Some breathing room for Google App Engine requests

As promised to Felix here is the code that shows how to give extra breathing room to Google App Engine (GAE) requests that may otherwise be killed for taking too long to complete. The approach is similar to the one previously described. But rather than trying to emulate a long-running process, I am simply allowing a request to spread its work over a handful of invocations, thus getting several 9 seconds slots (since this seems to be how much time GAE gives you per request right now).

If all your requests need this then you are going to run into the same “high CPU requests have a small quota, and if you exceed this quota, your app will be temporarily disabled” problem seen in the previous experiment. But if 90% of your requests complete in a normal time and only 10% of the requests need more time, then this approach can help prevent your users from getting an error for 1 out of every 10 requests. And you should fly under the radar of the GAE resource cop.
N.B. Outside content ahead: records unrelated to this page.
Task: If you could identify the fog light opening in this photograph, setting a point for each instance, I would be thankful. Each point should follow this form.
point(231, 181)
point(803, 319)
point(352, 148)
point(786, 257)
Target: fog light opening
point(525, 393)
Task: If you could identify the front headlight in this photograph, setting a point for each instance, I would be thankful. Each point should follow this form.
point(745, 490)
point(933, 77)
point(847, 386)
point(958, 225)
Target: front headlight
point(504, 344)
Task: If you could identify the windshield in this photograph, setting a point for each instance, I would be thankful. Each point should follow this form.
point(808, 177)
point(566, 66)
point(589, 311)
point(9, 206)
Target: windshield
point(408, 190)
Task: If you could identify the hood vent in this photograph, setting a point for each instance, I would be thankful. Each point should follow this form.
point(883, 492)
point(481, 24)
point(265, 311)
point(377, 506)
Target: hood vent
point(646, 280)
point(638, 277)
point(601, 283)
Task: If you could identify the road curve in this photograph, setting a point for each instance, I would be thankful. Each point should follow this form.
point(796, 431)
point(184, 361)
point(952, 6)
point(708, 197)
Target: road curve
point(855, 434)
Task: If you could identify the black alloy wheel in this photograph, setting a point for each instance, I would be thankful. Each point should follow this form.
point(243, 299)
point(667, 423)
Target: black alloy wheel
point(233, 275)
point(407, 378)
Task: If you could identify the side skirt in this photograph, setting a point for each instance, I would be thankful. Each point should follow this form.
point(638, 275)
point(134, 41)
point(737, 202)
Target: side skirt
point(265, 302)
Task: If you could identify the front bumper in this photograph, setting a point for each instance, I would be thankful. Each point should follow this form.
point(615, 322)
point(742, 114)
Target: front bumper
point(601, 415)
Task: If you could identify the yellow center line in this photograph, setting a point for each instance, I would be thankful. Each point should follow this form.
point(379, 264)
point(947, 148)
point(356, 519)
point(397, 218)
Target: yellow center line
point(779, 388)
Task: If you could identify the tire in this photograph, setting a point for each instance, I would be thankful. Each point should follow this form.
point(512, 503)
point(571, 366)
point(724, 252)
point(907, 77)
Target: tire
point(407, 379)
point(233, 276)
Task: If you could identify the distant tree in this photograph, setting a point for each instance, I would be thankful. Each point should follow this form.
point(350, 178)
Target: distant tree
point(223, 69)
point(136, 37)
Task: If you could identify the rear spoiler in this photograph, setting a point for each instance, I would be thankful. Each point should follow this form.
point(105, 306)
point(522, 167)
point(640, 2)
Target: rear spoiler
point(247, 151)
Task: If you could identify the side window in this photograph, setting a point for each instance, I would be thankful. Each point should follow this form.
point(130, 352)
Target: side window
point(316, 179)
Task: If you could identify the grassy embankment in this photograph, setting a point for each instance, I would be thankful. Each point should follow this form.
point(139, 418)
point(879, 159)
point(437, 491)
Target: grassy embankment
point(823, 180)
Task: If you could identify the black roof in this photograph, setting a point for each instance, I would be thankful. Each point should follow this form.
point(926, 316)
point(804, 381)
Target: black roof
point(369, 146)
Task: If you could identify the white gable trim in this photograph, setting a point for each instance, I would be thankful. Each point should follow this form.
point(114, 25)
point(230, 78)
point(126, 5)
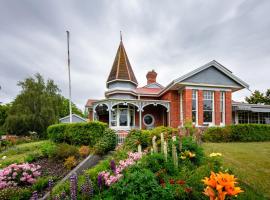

The way it works is simply that if your request is interrupted for having run too long the client gets a redirect to a new instance of the same handler. Because the code saves its results incrementally in the datastore, the new instance can build on the work of the previous one.

This specific example retrieves the ubuntu-8.04-server-i386.jigdo file (98K) from a handful of Ubuntu mirrors and returns the average/min/max download times (without checking if the transfer was successful or not). I also had to add a 1 second sleep after each fetch in order to trigger the DeadlineExceededError because the fetch operations go too quickly when running on GAE rather than my machine (I guess Google has better connectivity than my mediocre AT&T-provided DSL line, who would have thought).

#!/usr/bin/env python
#
# Copyright 2008 William Vambenepe
#

import wsgiref.handlers
import os
import logging
import time

from google.appengine.ext import db
from google.appengine.ext.webapp import template
from google.appengine.ext import webapp
from google.appengine.api import urlfetch
from google.appengine.runtime import DeadlineExceededError

targetUrls = ["http://mirror.anl.gov/pub/ubuntu-iso/CDs/hardy/ubuntu-8.04-server-i386.jigdo",
              "http://ubuntu.mirror.ac.za/ubuntu-release/hardy/ubuntu-8.04-server-i386.jigdo",
              "http://mirrors.cytanet.com.cy/linux/ubuntu/releases/hardy/ubuntu-8.04-server-i386.jigdo",
              "http://ftp.kaist.ac.kr/pub/ubuntu-cd/hardy/ubuntu-8.04-server-i386.jigdo",
              "http://ftp.itu.edu.tr/Mirror/Ubuntu/hardy/ubuntu-8.04-server-i386.jigdo",
              "http://ftp.belnet.be/mirror/ubuntu.com/releases/hardy/ubuntu-8.04-server-i386.jigdo",
              "http://ubuntu-releases.sh.cvut.cz/hardy/ubuntu-8.04-server-i386.jigdo",
              "http://ftp.crihan.fr/releases/hardy/ubuntu-8.04-server-i386.jigdo",
              "http://ftp.uni-kl.de/pub/linux/ubuntu.iso/hardy/ubuntu-8.04-server-i386.jigdo",
              "http://ftp.duth.gr/pub/ubuntu-releases/hardy/ubuntu-8.04-server-i386.jigdo",
              "http://no.releases.ubuntu.com/hardy/ubuntu-8.04-server-i386.jigdo",
              "http://neacm.fe.up.pt/pub/ubuntu-releases/hardy/ubuntu-8.04-server-i386.jigdo"]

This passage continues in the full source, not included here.